We present a new, completely revised calculation of the muon anomalous magnetic moment $a_{\mu }=(g_{\mu }-2)/2$ comparing it with the more recent experimental determination of this quantity; this furnishes an important test of theories of strong, weak, and electromagnetic interactions. These theoretical determinations give the very precise numbers, ${10}^{11}\times a_{\mu }=116591806\pm 50\pm 10(\mathrm{rad})\pm 30(\ell \times \ell )[\mathrm{Theory},\mathrm{no}\tau ]$ and ${10}^{11}\times a_{\mu }=116591889\pm 49\pm 10(\mathrm{rad})\pm 30(\ell \times \ell )[\mathrm{Theory},\tau ]$ to be compared with the experimental number, ${10}^{11}\times a_{\mu }=116592080\pm 60$. In the theoretical evaluations, the first quantity does not, and the second one does, use information from $\tau$ decay.
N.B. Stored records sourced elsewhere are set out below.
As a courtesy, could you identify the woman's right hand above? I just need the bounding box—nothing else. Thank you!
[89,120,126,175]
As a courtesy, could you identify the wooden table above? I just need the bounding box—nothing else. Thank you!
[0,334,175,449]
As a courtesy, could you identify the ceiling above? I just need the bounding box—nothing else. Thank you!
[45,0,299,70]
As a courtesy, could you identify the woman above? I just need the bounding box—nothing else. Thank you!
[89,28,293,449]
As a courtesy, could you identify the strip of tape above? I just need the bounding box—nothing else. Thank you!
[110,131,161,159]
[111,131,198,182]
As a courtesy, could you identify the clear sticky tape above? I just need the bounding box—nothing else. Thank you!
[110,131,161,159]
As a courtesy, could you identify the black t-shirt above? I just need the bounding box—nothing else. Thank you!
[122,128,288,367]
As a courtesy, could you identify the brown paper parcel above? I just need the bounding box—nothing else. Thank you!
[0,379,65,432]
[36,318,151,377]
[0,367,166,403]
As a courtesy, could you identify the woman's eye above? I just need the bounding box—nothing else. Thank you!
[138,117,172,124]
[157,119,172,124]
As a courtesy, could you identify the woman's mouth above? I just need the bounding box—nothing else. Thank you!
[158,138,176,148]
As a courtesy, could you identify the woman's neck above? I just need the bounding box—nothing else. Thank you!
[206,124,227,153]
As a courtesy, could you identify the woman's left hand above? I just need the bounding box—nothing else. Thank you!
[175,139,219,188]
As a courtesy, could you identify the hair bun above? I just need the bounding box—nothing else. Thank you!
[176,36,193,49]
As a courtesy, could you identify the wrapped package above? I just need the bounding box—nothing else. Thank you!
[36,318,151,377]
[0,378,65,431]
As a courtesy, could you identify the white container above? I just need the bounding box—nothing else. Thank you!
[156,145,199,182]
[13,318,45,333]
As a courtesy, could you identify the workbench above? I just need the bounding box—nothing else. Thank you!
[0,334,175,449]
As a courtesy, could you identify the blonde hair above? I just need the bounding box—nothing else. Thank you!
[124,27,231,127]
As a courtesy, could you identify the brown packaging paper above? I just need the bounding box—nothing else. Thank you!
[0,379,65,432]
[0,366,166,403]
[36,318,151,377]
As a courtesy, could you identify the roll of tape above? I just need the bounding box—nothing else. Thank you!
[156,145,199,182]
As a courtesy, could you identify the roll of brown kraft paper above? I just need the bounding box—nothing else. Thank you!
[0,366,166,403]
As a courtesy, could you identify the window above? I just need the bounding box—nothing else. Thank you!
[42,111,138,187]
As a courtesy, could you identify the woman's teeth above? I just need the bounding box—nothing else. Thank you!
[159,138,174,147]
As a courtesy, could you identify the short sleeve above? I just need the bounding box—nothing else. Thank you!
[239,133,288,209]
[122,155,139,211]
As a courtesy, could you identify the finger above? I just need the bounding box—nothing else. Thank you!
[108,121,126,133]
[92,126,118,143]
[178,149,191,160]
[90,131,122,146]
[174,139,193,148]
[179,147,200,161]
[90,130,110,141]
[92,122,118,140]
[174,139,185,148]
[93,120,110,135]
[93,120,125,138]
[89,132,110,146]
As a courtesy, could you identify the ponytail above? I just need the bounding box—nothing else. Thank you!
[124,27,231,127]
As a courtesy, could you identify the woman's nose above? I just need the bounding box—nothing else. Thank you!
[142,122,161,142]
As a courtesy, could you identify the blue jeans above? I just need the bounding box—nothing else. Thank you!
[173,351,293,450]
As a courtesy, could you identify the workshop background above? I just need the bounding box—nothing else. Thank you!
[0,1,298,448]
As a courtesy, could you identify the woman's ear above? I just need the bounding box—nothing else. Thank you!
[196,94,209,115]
The first errors for the theoretical evaluations include statistical plus systematic errors; the other ones are the estimated errors due to incomplete treatment of radiative corrections and the estimated error in the light-by-light scattering contribution. We thus have a significant mismatch between theory and experiment. We also use part of the theoretical calculations to give a precise evaluation of the electromagnetic coupling on the $Z$, ${\overline{\alpha }}_{\mathrm{QED}}(M_Z^2)$, of the masses and widths of the (charged and neutral) rho resonances, of the scattering length and effective range for the $P$ wave in $\pi \pi$ scattering, and of the quadratic radius and second coefficient of the pion form factor.